Tuesday, June 5, 2007

FCC Acts to Prohibit Franchising Authorities from Unreasonably Denying Competitive Cable Franchises

The Commission has released a Report and Order and Further Notice of Proposed Rulemaking ("FNPRM") regarding its authority to regulate with respect to the Communications Act’s prohibition against local franchising authorities ("LFAs") unreasonably refusing to award competitive franchises for the provision of cable services. Following is a summary of the Commission's decision.

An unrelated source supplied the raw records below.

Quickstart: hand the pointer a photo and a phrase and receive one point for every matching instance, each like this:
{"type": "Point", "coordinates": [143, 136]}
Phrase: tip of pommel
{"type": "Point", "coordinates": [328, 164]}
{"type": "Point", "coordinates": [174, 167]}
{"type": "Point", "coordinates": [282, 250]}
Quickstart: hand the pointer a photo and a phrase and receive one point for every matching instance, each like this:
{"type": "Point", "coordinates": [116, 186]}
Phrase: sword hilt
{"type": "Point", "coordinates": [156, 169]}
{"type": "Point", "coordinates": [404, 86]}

The Commission found that the current operation of the local franchising process in many jurisdictions constitutes an unreasonable barrier to entry that impedes the achievement of the interrelated federal goals of enhanced cable competition and accelerated broadband deployment. In this regard, it explicitly stated its "concern ... that traditional phone companies seeking to enter the video market face unreasonable regulatory obstacles, to the detriment of competition generally and cable subscribers in particular."

The Commission first determined that it is authorized to act. Although a fundamental premise of its decision, this is an issue that almost certainly will be subjected to judicial scrutiny. Indeed, two of the five Commissioners dissented. Commissioner Adelstein characterized the FNPRM as "legislation disguised as regulation" and "an arrogant case of federal power riding roughshod over local governments." He noted that states and municipalities already have introduced franchise reform where needed, that a national remedy is unnecessary, and that many of the specific determinations are unwarranted by the anecdotal evidence presented.

The Commission adopted rules determining that all of the following would constitute an unreasonable refusal to award a competitive franchise:

* an LFA's failure to issue a decision on a competitive application within explicit timeframes – 90 days for entities with existing authority to access rights-of-way and six months for those without such authority;
* an LFA's refusal to grant a competitive franchise because of an applicant’s unwillingness to agree to unreasonable build-out mandates;
* an LFA demanding certain specified costs, fees and other compensation unless such costs are counted toward the statutory 5 percent cap on franchise fees;
* an LFA's denial of an application based upon a new entrant's refusal to undertake certain obligations relating to public, educational and government ("PEG") and institutional networks ("I-Nets") channels; and
* an LFA's refusal to grant a franchise based on issues related to non-cable services or facilities.

Failure to act within the prescribed time limits will result in the grant of an interim franchise based on the terms proposed in the application. The interim grant will remain in effect until final action is taken on the application.

The FNPRM seeks comment on how its findings should affect existing franchisees.
The Commission also preempted local laws, regulations and requirements, including level-playing-field provisions, to the extent they permit LFAs to impose greater restrictions on market entry than the rules adopted in this item.

The Commission found that certain build-out conditions can have an entry-deterring effect. It identified several instances where a build-out requirement would be unreasonable.

* Absent other factors, to require a new competitive entrant to serve everyone in a franchise area before it has begun providing service to anyone.
* To require facilities-based entrants, such as incumbent LECs, to build out beyond the footprint of their existing facilities before they have even begun providing cable service.
* Absent other factors, to require more of a new entrant than an incumbent cable operator by, for instance, requiring the new entrant to build out its facilities in a shorter period of time than that originally afforded to the incumbent cable operator, or requiring the new entrant to build out and provide service to areas of lower density than those to which the incumbent cable operator is required to build out and serve.

The Commission also identified reasonable build-out requirements that an LFA could consider:

* the new entrant's market penetration.
* benchmarks requiring the new entrant to increase its build-out after a reasonable period of time had passed after initiating service and taking into account its market success.

The Commission clarified that cable operators cannot be required to pay franchise fees on revenues from non-cable services. It also held that non-incidental franchise-related costs required by LFAs, such as attorney’s and consultant’s fees, must count toward the 5 percent franchise fee cap. It found that the term "incidental" should be limited to those costs itemized in the Act as well as certain other minor expenses. It also held that requests made by LFAs that are unrelated to the provision of cable services by a new competitive entrant are subject to the statutory 5 percent franchise fee cap.

The Commission further clarified that the Act grants LFAs jurisdiction only with respect to the provision of cable services over cable systems and that it would be unreasonable for an LFA to deny a franchise based on issues unrelated to such services. The Commission makes it clear that LFAs may not use their video franchising authority to regulate a local exchange carrier's network beyond the provision of cable services.